In this post we see how we can track mutation rates to estimate when people were infected with HIV and even when the virus first crossed over into humans.

HIV is an evolution machine

Its polymerase enzyme is pretty sloppy and has an error rate of about 1 mistake for every 10 thousand nucleotide bases copied.

For a virus with a genome about 10 thousand bases in length, that means that basically every time HIV replicates itself, it makes a mistake.

Sometimes these errors result in a defective virus, but sometimes they give the virus some new property its predecessor didn’t have, such as resistance to an antiretroviral agent (the drugs we use to treat HIV). The high mutation rate of HIV has also led to extensive worldwide diversity in the epidemic, leading to groupings of related viruses called clades that are named with the letters A through K, and sometimes with two letters where it looks like two clades have recombined into a spliced version of HIV. The different clades are shown in this phylogenetic tree.

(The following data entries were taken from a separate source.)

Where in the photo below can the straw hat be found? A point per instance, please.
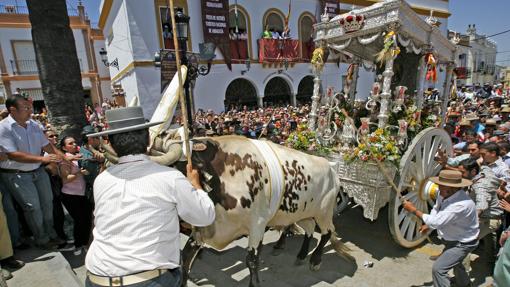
(465, 122)
(451, 178)
(490, 122)
(125, 120)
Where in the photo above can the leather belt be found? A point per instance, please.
(6, 170)
(125, 280)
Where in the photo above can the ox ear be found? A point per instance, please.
(199, 146)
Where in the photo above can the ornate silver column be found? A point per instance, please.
(422, 66)
(354, 83)
(386, 92)
(446, 91)
(312, 118)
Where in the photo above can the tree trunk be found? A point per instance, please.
(59, 69)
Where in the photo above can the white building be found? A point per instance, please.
(476, 58)
(134, 32)
(18, 66)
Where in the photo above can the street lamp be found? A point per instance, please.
(104, 59)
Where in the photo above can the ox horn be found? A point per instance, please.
(207, 188)
(207, 176)
(169, 157)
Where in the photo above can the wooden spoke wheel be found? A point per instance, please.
(416, 167)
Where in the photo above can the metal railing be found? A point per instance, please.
(23, 10)
(29, 67)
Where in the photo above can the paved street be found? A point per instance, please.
(369, 241)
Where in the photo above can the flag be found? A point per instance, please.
(237, 18)
(287, 18)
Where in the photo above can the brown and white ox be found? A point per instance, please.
(239, 179)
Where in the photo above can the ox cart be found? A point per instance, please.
(407, 51)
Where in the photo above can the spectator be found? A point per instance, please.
(483, 192)
(455, 218)
(73, 196)
(26, 180)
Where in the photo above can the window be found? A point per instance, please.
(238, 21)
(305, 36)
(274, 22)
(24, 62)
(165, 25)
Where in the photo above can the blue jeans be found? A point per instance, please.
(10, 213)
(172, 278)
(33, 193)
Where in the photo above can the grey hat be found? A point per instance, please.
(124, 120)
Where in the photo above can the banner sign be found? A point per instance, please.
(216, 26)
(332, 7)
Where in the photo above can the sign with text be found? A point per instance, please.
(331, 6)
(216, 26)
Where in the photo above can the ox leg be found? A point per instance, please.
(309, 226)
(252, 261)
(189, 253)
(316, 258)
(280, 244)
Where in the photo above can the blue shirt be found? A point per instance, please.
(14, 137)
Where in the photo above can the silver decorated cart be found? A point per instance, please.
(376, 36)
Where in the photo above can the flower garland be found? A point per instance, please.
(390, 48)
(378, 146)
(305, 140)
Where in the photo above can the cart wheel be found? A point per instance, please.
(416, 166)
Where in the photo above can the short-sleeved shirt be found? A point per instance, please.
(14, 137)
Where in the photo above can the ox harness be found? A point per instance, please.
(275, 172)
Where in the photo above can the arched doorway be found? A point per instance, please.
(240, 92)
(277, 92)
(305, 91)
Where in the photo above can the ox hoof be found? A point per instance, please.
(299, 262)
(315, 267)
(277, 251)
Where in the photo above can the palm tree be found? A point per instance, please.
(59, 69)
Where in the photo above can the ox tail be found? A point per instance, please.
(340, 247)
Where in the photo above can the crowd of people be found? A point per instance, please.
(46, 184)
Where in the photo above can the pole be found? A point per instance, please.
(179, 75)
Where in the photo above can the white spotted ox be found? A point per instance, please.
(242, 181)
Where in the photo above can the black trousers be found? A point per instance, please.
(80, 209)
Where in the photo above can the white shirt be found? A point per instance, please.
(138, 205)
(455, 218)
(14, 137)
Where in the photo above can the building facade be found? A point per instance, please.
(18, 66)
(476, 61)
(135, 30)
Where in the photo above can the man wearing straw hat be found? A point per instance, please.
(455, 218)
(138, 206)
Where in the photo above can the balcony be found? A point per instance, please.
(276, 50)
(29, 67)
(23, 10)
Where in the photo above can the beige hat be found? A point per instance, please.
(451, 178)
(490, 122)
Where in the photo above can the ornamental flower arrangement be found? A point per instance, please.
(305, 140)
(378, 146)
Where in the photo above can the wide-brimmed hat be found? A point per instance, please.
(451, 178)
(491, 122)
(472, 117)
(125, 120)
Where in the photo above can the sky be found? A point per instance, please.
(490, 17)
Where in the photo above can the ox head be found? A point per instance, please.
(208, 158)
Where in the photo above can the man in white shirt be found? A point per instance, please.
(138, 206)
(22, 139)
(455, 218)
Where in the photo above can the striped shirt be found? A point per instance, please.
(138, 206)
(14, 137)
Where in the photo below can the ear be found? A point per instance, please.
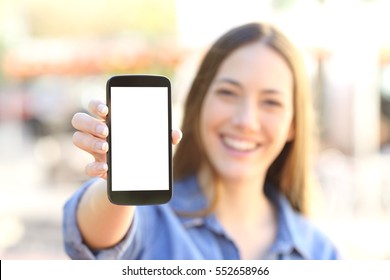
(291, 132)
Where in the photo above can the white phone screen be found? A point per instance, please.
(139, 139)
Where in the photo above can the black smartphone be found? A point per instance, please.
(140, 143)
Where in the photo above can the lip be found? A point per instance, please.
(239, 146)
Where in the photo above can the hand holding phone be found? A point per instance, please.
(140, 154)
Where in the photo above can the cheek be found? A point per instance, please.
(278, 125)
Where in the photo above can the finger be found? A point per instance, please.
(86, 123)
(89, 143)
(176, 136)
(98, 108)
(97, 169)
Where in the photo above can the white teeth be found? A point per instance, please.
(241, 145)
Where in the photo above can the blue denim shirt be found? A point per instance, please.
(157, 232)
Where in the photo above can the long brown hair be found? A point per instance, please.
(289, 171)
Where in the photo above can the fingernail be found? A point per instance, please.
(101, 146)
(102, 109)
(102, 167)
(102, 129)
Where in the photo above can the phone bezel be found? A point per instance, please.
(147, 197)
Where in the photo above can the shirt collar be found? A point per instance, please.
(188, 198)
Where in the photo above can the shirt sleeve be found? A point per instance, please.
(73, 241)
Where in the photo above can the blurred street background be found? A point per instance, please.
(57, 55)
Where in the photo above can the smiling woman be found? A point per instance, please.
(241, 171)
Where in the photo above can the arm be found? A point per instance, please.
(102, 224)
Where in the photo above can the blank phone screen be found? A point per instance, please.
(139, 139)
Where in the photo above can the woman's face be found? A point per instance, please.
(247, 114)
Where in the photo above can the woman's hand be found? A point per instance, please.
(91, 136)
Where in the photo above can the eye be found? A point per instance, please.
(271, 103)
(225, 92)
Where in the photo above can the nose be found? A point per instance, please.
(247, 116)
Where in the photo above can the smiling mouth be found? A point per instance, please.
(239, 144)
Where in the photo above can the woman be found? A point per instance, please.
(241, 170)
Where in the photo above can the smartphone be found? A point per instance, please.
(140, 144)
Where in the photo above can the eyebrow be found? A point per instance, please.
(237, 84)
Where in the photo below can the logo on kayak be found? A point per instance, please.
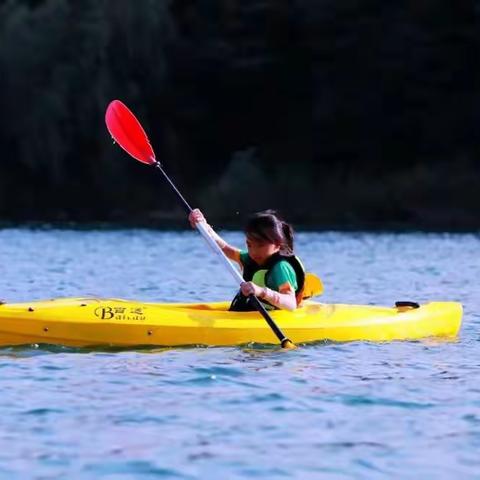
(120, 313)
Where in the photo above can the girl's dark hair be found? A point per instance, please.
(267, 226)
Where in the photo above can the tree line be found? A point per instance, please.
(343, 114)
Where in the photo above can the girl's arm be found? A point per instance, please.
(283, 299)
(232, 253)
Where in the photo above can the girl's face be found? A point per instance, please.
(260, 251)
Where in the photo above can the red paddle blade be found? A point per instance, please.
(128, 133)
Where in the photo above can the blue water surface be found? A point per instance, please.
(341, 411)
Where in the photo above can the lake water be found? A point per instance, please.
(360, 410)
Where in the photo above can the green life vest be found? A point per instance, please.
(259, 274)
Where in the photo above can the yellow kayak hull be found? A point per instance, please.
(113, 322)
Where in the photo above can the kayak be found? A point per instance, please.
(104, 321)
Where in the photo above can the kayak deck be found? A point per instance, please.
(115, 322)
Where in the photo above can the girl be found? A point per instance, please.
(270, 269)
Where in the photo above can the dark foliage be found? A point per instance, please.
(337, 113)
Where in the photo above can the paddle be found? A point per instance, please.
(130, 135)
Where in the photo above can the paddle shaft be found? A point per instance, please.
(201, 227)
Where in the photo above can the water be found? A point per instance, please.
(340, 411)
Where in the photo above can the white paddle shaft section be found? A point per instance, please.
(203, 229)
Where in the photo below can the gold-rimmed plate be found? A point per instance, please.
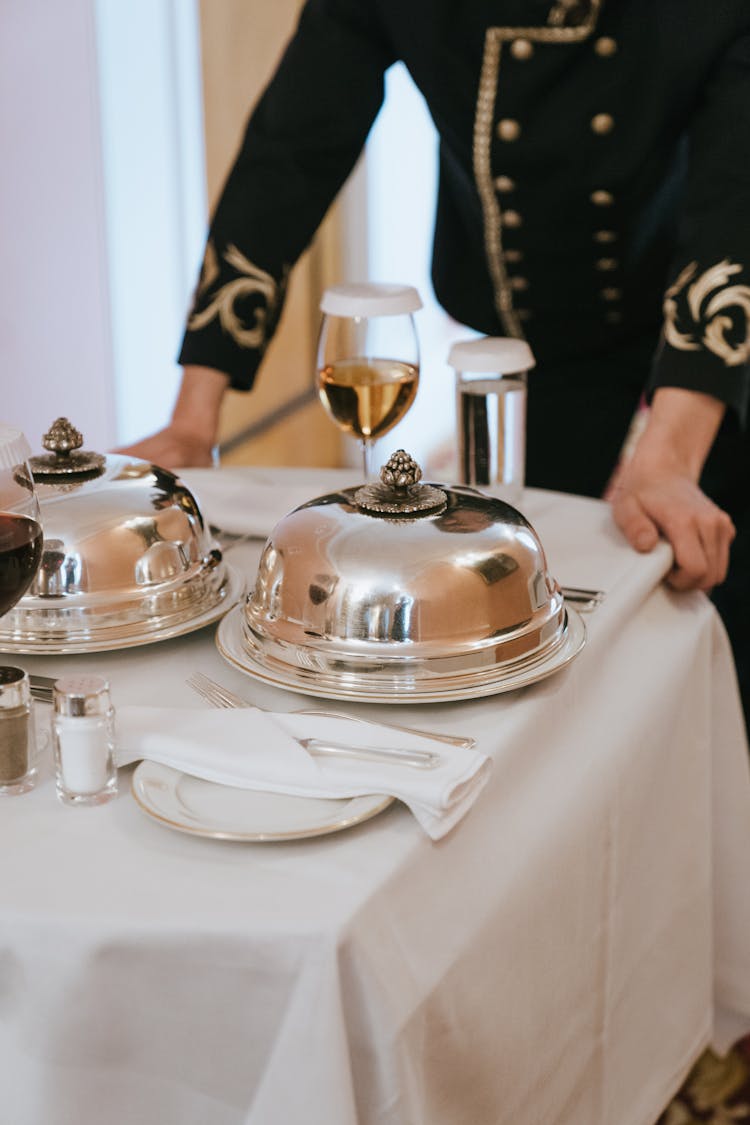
(225, 812)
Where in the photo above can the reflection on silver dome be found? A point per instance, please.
(455, 592)
(126, 555)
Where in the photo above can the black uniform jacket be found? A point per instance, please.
(594, 177)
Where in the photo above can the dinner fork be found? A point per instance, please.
(222, 696)
(204, 684)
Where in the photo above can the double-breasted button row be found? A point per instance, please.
(508, 129)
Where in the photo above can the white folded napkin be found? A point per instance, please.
(243, 506)
(259, 749)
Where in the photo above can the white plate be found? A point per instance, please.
(224, 812)
(233, 590)
(231, 644)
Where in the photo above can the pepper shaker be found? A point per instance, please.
(83, 739)
(17, 735)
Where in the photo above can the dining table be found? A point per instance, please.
(561, 956)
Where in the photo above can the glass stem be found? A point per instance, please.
(367, 459)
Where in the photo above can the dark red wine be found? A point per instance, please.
(20, 554)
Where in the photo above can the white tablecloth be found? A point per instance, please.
(559, 959)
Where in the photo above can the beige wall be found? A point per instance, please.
(241, 43)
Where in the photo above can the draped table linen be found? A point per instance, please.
(561, 956)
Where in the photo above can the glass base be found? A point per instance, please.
(19, 785)
(99, 798)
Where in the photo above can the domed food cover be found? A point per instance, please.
(127, 557)
(403, 587)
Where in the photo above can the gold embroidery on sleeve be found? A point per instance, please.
(253, 281)
(556, 32)
(701, 318)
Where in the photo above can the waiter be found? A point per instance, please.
(594, 198)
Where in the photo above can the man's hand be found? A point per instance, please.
(190, 437)
(171, 449)
(656, 492)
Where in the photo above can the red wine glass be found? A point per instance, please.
(20, 524)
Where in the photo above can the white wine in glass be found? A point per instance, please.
(368, 359)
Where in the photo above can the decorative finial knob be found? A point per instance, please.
(65, 457)
(400, 470)
(399, 492)
(62, 437)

Also shown are how they relate to other immunodeficiency viruses that infect other primates, as well as how HIV (more precisely, HIV-1) is related to a distinct virus that also infects humans and causes AIDS, called HIV-2, which is mostly confined to west Africa.

This extensive diversity also makes it very difficult to develop an HIV vaccine.

Although the high mutation rate makes things difficult for scientific and medical advances in HIV, it does allow us to see evolution in action, and can lead to some pretty interesting discoveries.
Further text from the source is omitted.